Yasuomi Koganei im Gespräch mit Dietmar Tauchner

Dietmar Tauchner: Könnten Sie bitte definieren, was ein Haiku ist?

Yasuomi Koganei: Ein Kurzgedicht, das ein Schlüsselwort enthält und eine emotionale Regung beim Leser hervorruft.

Dietmar Tauchner: Welche Techniken sind für das Haiku notwendig? Braucht ein Haiku eine fixe Form?

Yasuomi Koganei: Gewisse Techniken braucht es, um einen weiten Raum zwischen den Zeilen zu schaffen. Ich glaube, dass ein Haiku keine fixe Form braucht, aber es sollte nichts Überflüssiges enthalten.

Dietmar Tauchner: Was sind die Themen des Haiku? Gibt es Themen, die für das Genre nicht geeignet sind?

Yasuomi Koganei: Es gibt kein Thema, das für das Haiku ungeeignet wäre.

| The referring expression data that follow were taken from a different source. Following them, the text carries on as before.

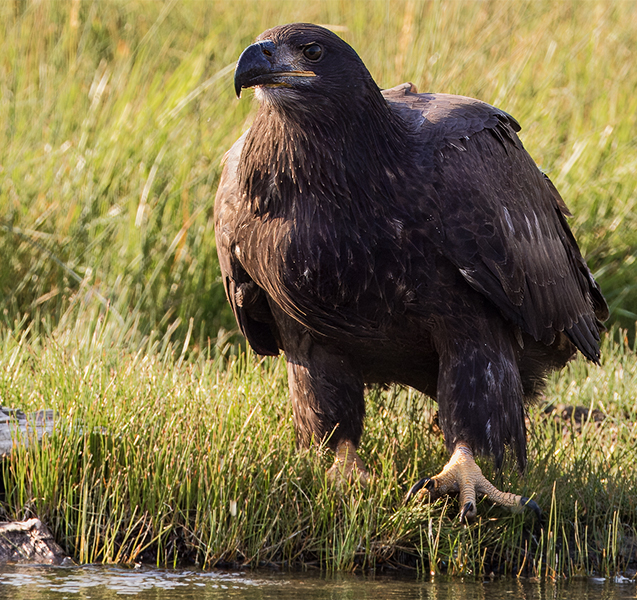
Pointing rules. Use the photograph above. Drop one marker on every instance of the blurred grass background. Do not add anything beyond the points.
(114, 117)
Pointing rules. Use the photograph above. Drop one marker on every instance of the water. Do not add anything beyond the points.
(101, 583)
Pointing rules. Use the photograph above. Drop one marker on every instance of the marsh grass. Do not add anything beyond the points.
(171, 445)
(114, 117)
(166, 460)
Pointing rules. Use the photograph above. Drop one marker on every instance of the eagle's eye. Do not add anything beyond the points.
(313, 51)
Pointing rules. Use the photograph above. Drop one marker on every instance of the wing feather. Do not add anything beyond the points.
(503, 220)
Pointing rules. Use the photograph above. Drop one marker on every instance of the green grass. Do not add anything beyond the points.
(114, 117)
(162, 459)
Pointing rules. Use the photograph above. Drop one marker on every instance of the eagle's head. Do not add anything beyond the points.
(301, 63)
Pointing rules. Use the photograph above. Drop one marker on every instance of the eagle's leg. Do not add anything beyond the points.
(328, 403)
(462, 475)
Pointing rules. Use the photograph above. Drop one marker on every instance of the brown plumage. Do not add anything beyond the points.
(396, 237)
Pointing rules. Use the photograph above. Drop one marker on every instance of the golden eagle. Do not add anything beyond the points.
(381, 236)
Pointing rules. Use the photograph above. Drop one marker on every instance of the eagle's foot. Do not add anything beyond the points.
(461, 475)
(347, 467)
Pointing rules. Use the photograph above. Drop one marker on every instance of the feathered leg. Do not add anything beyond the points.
(481, 410)
(327, 395)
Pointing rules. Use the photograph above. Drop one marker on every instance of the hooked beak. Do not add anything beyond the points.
(258, 65)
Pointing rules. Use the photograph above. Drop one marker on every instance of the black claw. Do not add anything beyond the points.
(416, 488)
(532, 504)
(467, 513)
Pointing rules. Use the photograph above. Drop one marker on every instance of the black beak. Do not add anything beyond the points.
(255, 66)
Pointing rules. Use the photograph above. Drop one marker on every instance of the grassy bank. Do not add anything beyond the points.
(114, 117)
(161, 459)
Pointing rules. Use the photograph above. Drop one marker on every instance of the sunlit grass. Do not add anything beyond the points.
(115, 116)
(166, 460)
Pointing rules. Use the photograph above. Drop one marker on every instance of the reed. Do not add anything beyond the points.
(173, 444)
(167, 460)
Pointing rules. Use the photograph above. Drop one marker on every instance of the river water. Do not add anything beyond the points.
(101, 583)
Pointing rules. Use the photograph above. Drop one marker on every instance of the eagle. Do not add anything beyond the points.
(387, 236)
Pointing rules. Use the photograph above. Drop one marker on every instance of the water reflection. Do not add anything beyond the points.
(101, 583)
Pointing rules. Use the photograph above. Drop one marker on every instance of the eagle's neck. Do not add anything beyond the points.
(302, 159)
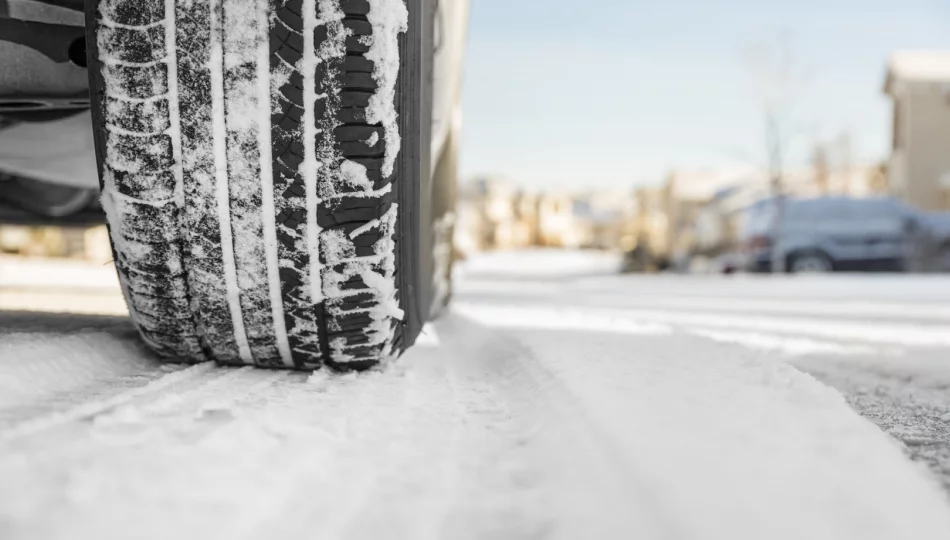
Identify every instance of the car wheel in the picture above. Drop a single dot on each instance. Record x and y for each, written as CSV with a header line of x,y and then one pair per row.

Wir können einen Durchbruch schaffen,wenn das Ungeeignete zum Geeigneten gemacht wird.

Dietmar Tauchner: Wie wichtig sind die Regeln der alten Meister, allen voran von Basho und Shiki, heutzutage noch?

Yasuomi Koganei: Die Hauptregeln und -techniken wurden von Basho entwickelt in bezug auf das japanische Haiku. Wichtig ist, dass Basho bis an sein Lebensende Anstrengungen unternommen hat, um das Haiku weiterzuentwickeln.

Dietmar Tauchner: Wie wichtig ist der traditionelle Hintergrund für das Schreiben von Haiku bzw. wie wichtig ist die Forderung nach „Atarashimi“, also von „Neuheit“?

Yasuomi Koganei: Die japanische Kultur hat ihren eigenen traditionellen Hintergrund, worauf das Haiku fußt, und wodurch es an Wert gewinnt; aber alte Werte zu kopieren macht wenig Sinn. „Atarashimi“ oder „Neue Werte“ sind ungemein wichtig.

Dietmar Tauchner: Zur Zukunft des Haiku: Was sollte vermieden werden, was gefördert?

Yasuomi Koganei: Nichts sollte vermieden werden, weder formal noch inhaltlich. Kultur verändert sich fortlaufend. „Wirklichkeit“ ist wichtig für das Haiku.

Dietmar Tauchner: Wie sieht’s mit der Akzeptanz des Genres im heutigen Japan aus?

Yasuomi Koganei: Ich kümmere mich nicht sehr um die Moden heutiger japanischer Haiku, aber es lässt sich ein Hang zur Diversität wahrnehmen.

Dietmar Tauchner: Warum schreiben Sie Haiku? Könnten Sie ein paar Beispiele geben?

Yasuomi Koganei: Es macht mir Freude, wenn ich etwas zum Weltfrieden beitragen kann, wenn auch nur ein wenig.

waltzing Matilda
under the Southern Cross
praying for World Peace

Matilda-Walzer tanzen
unterm Südkreuz
beten für Weltfrieden

frozen city
a dot
cleans a window

eisige Stadt
ein Knirps
reinigt ein Fenster

pale moon
resting on skycrapers
– cold rising from toes

bleicher Mond
rastet auf einem Wolkenkratzer
– Kälte steigt von den Zehen hoch

Dietmar Tauchner: Welcher Haiku-Poet hat Sie am meisten beeinflusst, und warum?

Yasuomi Koganei: Basho. Mich beeindruckt seine Haltung, stets die Herausforderung anzunehmen, neue Ziele für das Haiku zu suchen und abzustecken.

Dietmar Tauchner: Zum Schluss: Welche Ratschläge würden Sie deutschsprachigen Haiku-Freunden mitgeben?

Yasuomi Koganei: Bitte schreiben Sie Haiku ganz nach Lust und Laune.

 

Yasuomi Koganei, geboren 1938, promovierte zum Physiker an der Waseda Universität im Jahr 1962; arbeitete für die Mitsubishi Schwerindustrie- und Motor-Vereinigung. Er gründete 1995 den Meguro International Haiku Circle in Tokio.